Ik schrik me rot als er een auto veel te snel langs onze deur voorbij rijdt. Ik staar naar het plafond. Amelia slaapt al lang, ze ligt in mijn zetel. De avond ga ik nog jaren niet vergeten. Ik weet dat ze me niet echt gezien hebben, zelfs al stonden ze naast mij, maar voor op dat moment voelde ik me in de hemel.
Er komt nog een auto aan. Dit keer trager dat de vorige, maar nog steeds sneller dan gewoonelijk. Ik hoop dat ze niet verongelukt raken.
De auto vertraagt en ik hoor de deuren open gaan. Nu staat er iemand te schreeuwen.
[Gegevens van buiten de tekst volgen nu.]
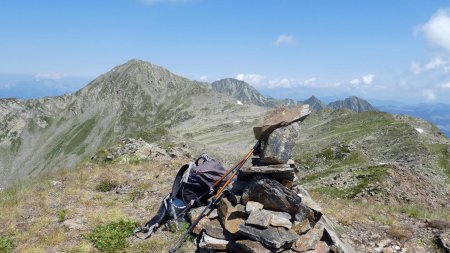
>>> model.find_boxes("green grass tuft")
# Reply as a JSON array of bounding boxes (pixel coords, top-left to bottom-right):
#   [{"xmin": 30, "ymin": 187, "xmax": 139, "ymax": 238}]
[
  {"xmin": 314, "ymin": 166, "xmax": 387, "ymax": 199},
  {"xmin": 95, "ymin": 179, "xmax": 118, "ymax": 192},
  {"xmin": 0, "ymin": 235, "xmax": 15, "ymax": 253},
  {"xmin": 87, "ymin": 219, "xmax": 138, "ymax": 253},
  {"xmin": 57, "ymin": 209, "xmax": 67, "ymax": 222}
]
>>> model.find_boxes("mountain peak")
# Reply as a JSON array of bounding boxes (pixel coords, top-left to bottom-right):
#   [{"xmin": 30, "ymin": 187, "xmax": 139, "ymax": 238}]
[
  {"xmin": 211, "ymin": 78, "xmax": 271, "ymax": 106},
  {"xmin": 303, "ymin": 95, "xmax": 325, "ymax": 111},
  {"xmin": 327, "ymin": 96, "xmax": 377, "ymax": 112}
]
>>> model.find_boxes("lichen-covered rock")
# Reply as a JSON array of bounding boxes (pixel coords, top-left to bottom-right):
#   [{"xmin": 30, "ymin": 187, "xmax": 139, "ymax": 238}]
[
  {"xmin": 260, "ymin": 123, "xmax": 299, "ymax": 165},
  {"xmin": 242, "ymin": 178, "xmax": 314, "ymax": 221},
  {"xmin": 245, "ymin": 209, "xmax": 272, "ymax": 228},
  {"xmin": 239, "ymin": 224, "xmax": 299, "ymax": 249},
  {"xmin": 198, "ymin": 233, "xmax": 229, "ymax": 250},
  {"xmin": 238, "ymin": 164, "xmax": 295, "ymax": 182},
  {"xmin": 269, "ymin": 211, "xmax": 292, "ymax": 229},
  {"xmin": 245, "ymin": 201, "xmax": 264, "ymax": 214},
  {"xmin": 292, "ymin": 219, "xmax": 311, "ymax": 235},
  {"xmin": 217, "ymin": 198, "xmax": 247, "ymax": 235},
  {"xmin": 292, "ymin": 225, "xmax": 324, "ymax": 252},
  {"xmin": 231, "ymin": 240, "xmax": 272, "ymax": 253}
]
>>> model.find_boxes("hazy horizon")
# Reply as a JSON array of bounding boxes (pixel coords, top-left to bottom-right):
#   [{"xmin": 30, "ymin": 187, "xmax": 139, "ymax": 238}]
[{"xmin": 0, "ymin": 0, "xmax": 450, "ymax": 104}]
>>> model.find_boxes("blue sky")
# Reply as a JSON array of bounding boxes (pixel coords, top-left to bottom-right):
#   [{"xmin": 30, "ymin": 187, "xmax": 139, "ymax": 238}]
[{"xmin": 0, "ymin": 0, "xmax": 450, "ymax": 103}]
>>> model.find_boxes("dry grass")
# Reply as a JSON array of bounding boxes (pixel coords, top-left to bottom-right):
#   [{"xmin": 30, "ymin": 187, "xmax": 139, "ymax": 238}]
[
  {"xmin": 0, "ymin": 161, "xmax": 189, "ymax": 252},
  {"xmin": 311, "ymin": 192, "xmax": 450, "ymax": 226}
]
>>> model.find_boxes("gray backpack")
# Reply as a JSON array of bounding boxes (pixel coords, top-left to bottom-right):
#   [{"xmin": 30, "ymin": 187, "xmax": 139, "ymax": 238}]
[{"xmin": 134, "ymin": 154, "xmax": 229, "ymax": 239}]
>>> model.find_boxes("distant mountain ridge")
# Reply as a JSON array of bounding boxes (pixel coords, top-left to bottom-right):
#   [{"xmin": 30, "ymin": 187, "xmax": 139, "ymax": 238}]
[
  {"xmin": 211, "ymin": 78, "xmax": 376, "ymax": 112},
  {"xmin": 211, "ymin": 78, "xmax": 276, "ymax": 107},
  {"xmin": 327, "ymin": 96, "xmax": 377, "ymax": 112},
  {"xmin": 377, "ymin": 103, "xmax": 450, "ymax": 137},
  {"xmin": 0, "ymin": 60, "xmax": 267, "ymax": 187}
]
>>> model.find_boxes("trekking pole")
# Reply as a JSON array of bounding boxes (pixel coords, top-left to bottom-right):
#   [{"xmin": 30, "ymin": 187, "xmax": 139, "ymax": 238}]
[
  {"xmin": 214, "ymin": 141, "xmax": 259, "ymax": 187},
  {"xmin": 169, "ymin": 141, "xmax": 259, "ymax": 253}
]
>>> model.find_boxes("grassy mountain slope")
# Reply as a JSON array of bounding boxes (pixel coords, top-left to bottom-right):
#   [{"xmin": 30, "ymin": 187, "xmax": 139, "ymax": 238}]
[{"xmin": 0, "ymin": 60, "xmax": 266, "ymax": 187}]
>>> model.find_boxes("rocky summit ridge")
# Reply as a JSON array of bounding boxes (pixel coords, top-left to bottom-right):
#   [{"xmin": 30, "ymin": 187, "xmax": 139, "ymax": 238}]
[
  {"xmin": 0, "ymin": 60, "xmax": 264, "ymax": 186},
  {"xmin": 211, "ymin": 78, "xmax": 376, "ymax": 112}
]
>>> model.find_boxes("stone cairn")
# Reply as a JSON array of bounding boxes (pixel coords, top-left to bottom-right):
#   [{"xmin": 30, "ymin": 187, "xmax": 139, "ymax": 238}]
[{"xmin": 188, "ymin": 106, "xmax": 354, "ymax": 253}]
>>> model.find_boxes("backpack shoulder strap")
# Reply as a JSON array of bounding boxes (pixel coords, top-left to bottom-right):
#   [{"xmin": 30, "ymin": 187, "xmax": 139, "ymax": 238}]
[{"xmin": 171, "ymin": 162, "xmax": 195, "ymax": 197}]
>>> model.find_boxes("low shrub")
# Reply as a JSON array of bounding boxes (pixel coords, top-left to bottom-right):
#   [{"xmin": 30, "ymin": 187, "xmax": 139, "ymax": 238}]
[
  {"xmin": 87, "ymin": 219, "xmax": 138, "ymax": 253},
  {"xmin": 0, "ymin": 235, "xmax": 15, "ymax": 253},
  {"xmin": 95, "ymin": 179, "xmax": 118, "ymax": 192}
]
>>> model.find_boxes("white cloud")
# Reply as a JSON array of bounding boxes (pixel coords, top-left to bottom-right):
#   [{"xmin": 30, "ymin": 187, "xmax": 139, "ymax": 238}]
[
  {"xmin": 350, "ymin": 74, "xmax": 375, "ymax": 88},
  {"xmin": 422, "ymin": 89, "xmax": 437, "ymax": 101},
  {"xmin": 439, "ymin": 82, "xmax": 450, "ymax": 89},
  {"xmin": 236, "ymin": 74, "xmax": 265, "ymax": 85},
  {"xmin": 303, "ymin": 77, "xmax": 317, "ymax": 85},
  {"xmin": 268, "ymin": 78, "xmax": 295, "ymax": 89},
  {"xmin": 416, "ymin": 9, "xmax": 450, "ymax": 51},
  {"xmin": 273, "ymin": 34, "xmax": 297, "ymax": 47},
  {"xmin": 350, "ymin": 78, "xmax": 361, "ymax": 86},
  {"xmin": 410, "ymin": 57, "xmax": 450, "ymax": 75},
  {"xmin": 34, "ymin": 73, "xmax": 65, "ymax": 81}
]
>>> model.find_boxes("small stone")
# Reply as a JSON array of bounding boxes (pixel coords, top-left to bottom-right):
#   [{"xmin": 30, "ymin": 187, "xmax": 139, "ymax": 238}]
[
  {"xmin": 198, "ymin": 233, "xmax": 229, "ymax": 250},
  {"xmin": 208, "ymin": 209, "xmax": 219, "ymax": 219},
  {"xmin": 203, "ymin": 220, "xmax": 231, "ymax": 240},
  {"xmin": 232, "ymin": 240, "xmax": 272, "ymax": 253},
  {"xmin": 234, "ymin": 204, "xmax": 245, "ymax": 214},
  {"xmin": 383, "ymin": 247, "xmax": 394, "ymax": 253},
  {"xmin": 437, "ymin": 230, "xmax": 450, "ymax": 252},
  {"xmin": 187, "ymin": 206, "xmax": 210, "ymax": 235},
  {"xmin": 292, "ymin": 225, "xmax": 324, "ymax": 252},
  {"xmin": 270, "ymin": 211, "xmax": 292, "ymax": 229},
  {"xmin": 292, "ymin": 219, "xmax": 311, "ymax": 235},
  {"xmin": 305, "ymin": 241, "xmax": 330, "ymax": 253},
  {"xmin": 245, "ymin": 209, "xmax": 272, "ymax": 228},
  {"xmin": 245, "ymin": 201, "xmax": 264, "ymax": 214},
  {"xmin": 239, "ymin": 224, "xmax": 299, "ymax": 249},
  {"xmin": 217, "ymin": 198, "xmax": 247, "ymax": 234},
  {"xmin": 228, "ymin": 192, "xmax": 242, "ymax": 205}
]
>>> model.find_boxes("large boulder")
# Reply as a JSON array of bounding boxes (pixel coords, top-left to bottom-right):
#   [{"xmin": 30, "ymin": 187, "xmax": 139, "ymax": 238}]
[{"xmin": 242, "ymin": 177, "xmax": 315, "ymax": 222}]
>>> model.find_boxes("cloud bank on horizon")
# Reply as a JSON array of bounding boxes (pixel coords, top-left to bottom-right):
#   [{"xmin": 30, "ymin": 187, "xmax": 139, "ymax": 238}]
[{"xmin": 0, "ymin": 0, "xmax": 450, "ymax": 103}]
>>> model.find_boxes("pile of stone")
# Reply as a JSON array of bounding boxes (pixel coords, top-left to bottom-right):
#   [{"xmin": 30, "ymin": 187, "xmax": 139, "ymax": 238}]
[{"xmin": 188, "ymin": 106, "xmax": 354, "ymax": 253}]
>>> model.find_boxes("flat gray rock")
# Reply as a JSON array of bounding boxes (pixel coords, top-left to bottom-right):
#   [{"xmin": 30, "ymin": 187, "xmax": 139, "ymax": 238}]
[
  {"xmin": 245, "ymin": 209, "xmax": 272, "ymax": 228},
  {"xmin": 239, "ymin": 224, "xmax": 299, "ymax": 249},
  {"xmin": 292, "ymin": 225, "xmax": 324, "ymax": 252},
  {"xmin": 269, "ymin": 211, "xmax": 292, "ymax": 229},
  {"xmin": 242, "ymin": 178, "xmax": 315, "ymax": 221},
  {"xmin": 245, "ymin": 201, "xmax": 264, "ymax": 214},
  {"xmin": 238, "ymin": 164, "xmax": 295, "ymax": 181},
  {"xmin": 198, "ymin": 233, "xmax": 230, "ymax": 250},
  {"xmin": 231, "ymin": 240, "xmax": 272, "ymax": 253}
]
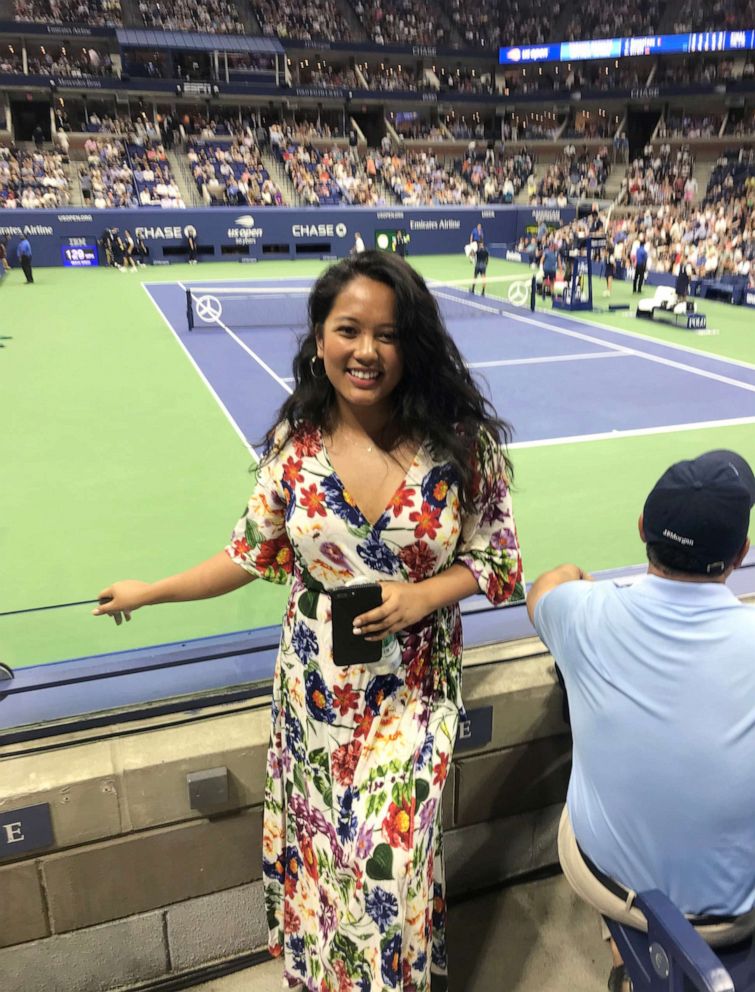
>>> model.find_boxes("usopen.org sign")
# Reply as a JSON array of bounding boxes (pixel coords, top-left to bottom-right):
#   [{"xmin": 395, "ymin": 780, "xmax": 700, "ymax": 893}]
[{"xmin": 226, "ymin": 214, "xmax": 262, "ymax": 245}]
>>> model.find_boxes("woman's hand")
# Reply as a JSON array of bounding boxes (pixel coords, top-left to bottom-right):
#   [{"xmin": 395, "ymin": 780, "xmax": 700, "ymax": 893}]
[
  {"xmin": 354, "ymin": 582, "xmax": 432, "ymax": 641},
  {"xmin": 92, "ymin": 579, "xmax": 150, "ymax": 624}
]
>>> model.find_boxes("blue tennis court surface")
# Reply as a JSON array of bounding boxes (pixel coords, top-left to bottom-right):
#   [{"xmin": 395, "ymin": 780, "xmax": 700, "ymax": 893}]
[{"xmin": 145, "ymin": 279, "xmax": 755, "ymax": 454}]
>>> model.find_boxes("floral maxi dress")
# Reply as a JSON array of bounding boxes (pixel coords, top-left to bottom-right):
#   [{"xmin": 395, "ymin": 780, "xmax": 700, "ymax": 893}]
[{"xmin": 227, "ymin": 428, "xmax": 522, "ymax": 992}]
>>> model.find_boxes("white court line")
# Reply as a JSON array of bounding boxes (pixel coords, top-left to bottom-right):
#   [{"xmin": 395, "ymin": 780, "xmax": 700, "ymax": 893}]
[
  {"xmin": 438, "ymin": 293, "xmax": 755, "ymax": 393},
  {"xmin": 142, "ymin": 283, "xmax": 260, "ymax": 462},
  {"xmin": 467, "ymin": 349, "xmax": 634, "ymax": 369},
  {"xmin": 509, "ymin": 417, "xmax": 755, "ymax": 448},
  {"xmin": 186, "ymin": 282, "xmax": 293, "ymax": 393},
  {"xmin": 532, "ymin": 301, "xmax": 755, "ymax": 369},
  {"xmin": 142, "ymin": 276, "xmax": 315, "ymax": 292}
]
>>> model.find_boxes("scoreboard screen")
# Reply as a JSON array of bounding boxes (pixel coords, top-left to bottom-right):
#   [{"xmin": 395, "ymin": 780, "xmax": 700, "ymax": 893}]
[
  {"xmin": 60, "ymin": 245, "xmax": 100, "ymax": 269},
  {"xmin": 498, "ymin": 28, "xmax": 755, "ymax": 65}
]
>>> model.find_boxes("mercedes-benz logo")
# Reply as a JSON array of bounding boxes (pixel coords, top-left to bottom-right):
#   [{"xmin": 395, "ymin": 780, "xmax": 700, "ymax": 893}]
[
  {"xmin": 508, "ymin": 279, "xmax": 531, "ymax": 307},
  {"xmin": 196, "ymin": 296, "xmax": 223, "ymax": 324}
]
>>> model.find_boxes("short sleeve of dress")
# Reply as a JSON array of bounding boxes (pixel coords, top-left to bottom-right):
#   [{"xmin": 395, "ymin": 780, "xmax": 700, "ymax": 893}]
[
  {"xmin": 225, "ymin": 430, "xmax": 294, "ymax": 585},
  {"xmin": 454, "ymin": 431, "xmax": 524, "ymax": 605}
]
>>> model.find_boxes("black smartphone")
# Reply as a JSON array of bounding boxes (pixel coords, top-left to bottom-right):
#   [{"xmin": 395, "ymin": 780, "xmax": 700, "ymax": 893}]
[{"xmin": 330, "ymin": 582, "xmax": 383, "ymax": 668}]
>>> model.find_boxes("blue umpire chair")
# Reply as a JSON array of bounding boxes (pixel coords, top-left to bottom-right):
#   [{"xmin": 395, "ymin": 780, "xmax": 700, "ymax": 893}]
[{"xmin": 606, "ymin": 889, "xmax": 755, "ymax": 992}]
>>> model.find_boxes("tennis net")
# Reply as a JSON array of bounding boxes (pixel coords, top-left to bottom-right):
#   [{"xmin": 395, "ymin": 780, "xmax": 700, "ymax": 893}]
[{"xmin": 186, "ymin": 270, "xmax": 528, "ymax": 331}]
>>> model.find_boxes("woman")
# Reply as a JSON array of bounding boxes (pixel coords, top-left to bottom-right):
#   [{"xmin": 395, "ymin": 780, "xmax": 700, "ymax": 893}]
[
  {"xmin": 184, "ymin": 224, "xmax": 199, "ymax": 265},
  {"xmin": 123, "ymin": 228, "xmax": 136, "ymax": 272},
  {"xmin": 94, "ymin": 251, "xmax": 522, "ymax": 992}
]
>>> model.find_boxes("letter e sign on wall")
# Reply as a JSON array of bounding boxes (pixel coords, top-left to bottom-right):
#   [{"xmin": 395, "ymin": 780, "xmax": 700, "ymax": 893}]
[{"xmin": 0, "ymin": 803, "xmax": 53, "ymax": 861}]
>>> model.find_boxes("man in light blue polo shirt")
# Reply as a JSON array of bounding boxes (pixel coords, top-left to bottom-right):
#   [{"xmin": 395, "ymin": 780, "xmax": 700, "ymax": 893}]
[{"xmin": 527, "ymin": 451, "xmax": 755, "ymax": 989}]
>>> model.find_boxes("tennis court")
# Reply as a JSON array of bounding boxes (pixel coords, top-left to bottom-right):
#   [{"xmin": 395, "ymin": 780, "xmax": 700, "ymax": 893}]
[{"xmin": 0, "ymin": 256, "xmax": 755, "ymax": 666}]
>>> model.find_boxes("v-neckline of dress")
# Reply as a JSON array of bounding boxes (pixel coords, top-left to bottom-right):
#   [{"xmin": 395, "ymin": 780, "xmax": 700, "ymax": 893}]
[{"xmin": 319, "ymin": 428, "xmax": 427, "ymax": 530}]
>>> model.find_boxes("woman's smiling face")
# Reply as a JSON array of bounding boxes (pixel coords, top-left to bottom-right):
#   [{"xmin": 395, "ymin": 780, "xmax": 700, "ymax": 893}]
[{"xmin": 317, "ymin": 276, "xmax": 404, "ymax": 412}]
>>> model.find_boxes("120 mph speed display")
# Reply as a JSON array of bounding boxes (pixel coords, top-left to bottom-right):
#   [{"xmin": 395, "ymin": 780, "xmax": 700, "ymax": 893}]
[{"xmin": 60, "ymin": 245, "xmax": 100, "ymax": 269}]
De man praat onduidelijk, hij is dronken. Volgens mij roept hij nee, maar er is duidelijk een accent te horen. Een andere man begint hem te kalmeren. Na een paar minuten rijden ze weg, gelukkig. Ik heb de nijging om te gaan kijken of alles wel inorde is. Ik stap op mijn blote voeten naar mijn raam. De straat is helemaal zwart. Ik zie alleen maar twee lichten verdwijnen in de verte.
Wanneer ik wakker ben, is het nog donker. Om niemand wakker te maken, ga ik blootsvoets naar beneden, met mijn kleren en pantoffels in mijn handen.
Het stromend water in de douche is heerlijk warm. Ik droog me af en doe een handdoek om mijn lijf. In de keuken is het veel frisser dan in de badkamer. Het is zes uur in de ochtend, mijn vader zal maar over een half uur wakker worden. Ik maak voor mezelf koffie en staar uit het raam. De lantaarns branden nog en het is net alsof het elk moment kan beginnen sneeuwen. Ik kijk naar beneden, naar de straat en zie iets wits op de grond liggen. Het is groot, ongeveer zo groot als een kussen, zelfs groter.
Ik ren naar de badkamer en doe vlug mijn kleren aan. De grijze sportbroek met een groene superdry trui. Als ik terug ren, doe ik al springend mijn uggs aan.
Eenmaal buiten, weet ik niet wat te doen. Het wit voorwerp in het midden van de straat ziet er onschuldig uit. Ik begin na te denken of ik het wel moet aanraken.
En als er een bom in zit en als ik hem aanraak, het ontploft?
Ik sta op de stoep er naar te staren en te overwegen. Wat is de kans dat het ontploft? 50-50? 70-30? 30-70?
Er branden twee lichten aan het einde van de straat, een auto. Ik moet sneller beslissen, of anders zal de auto er over rijden. Als de auto er over rijdt, en het is een bom, zal het ontploffen. Maar als het geen bom is, dan zal het vuil en kapot zijn.
De auto is nu maar een paar meter van het voorwerp. Ik moet het nu doen, anders zal ik zelf nog in het ziekenhuis belanden. Ik weet het nief zeker, maar het is nu of nooit! Ik ren de straat op.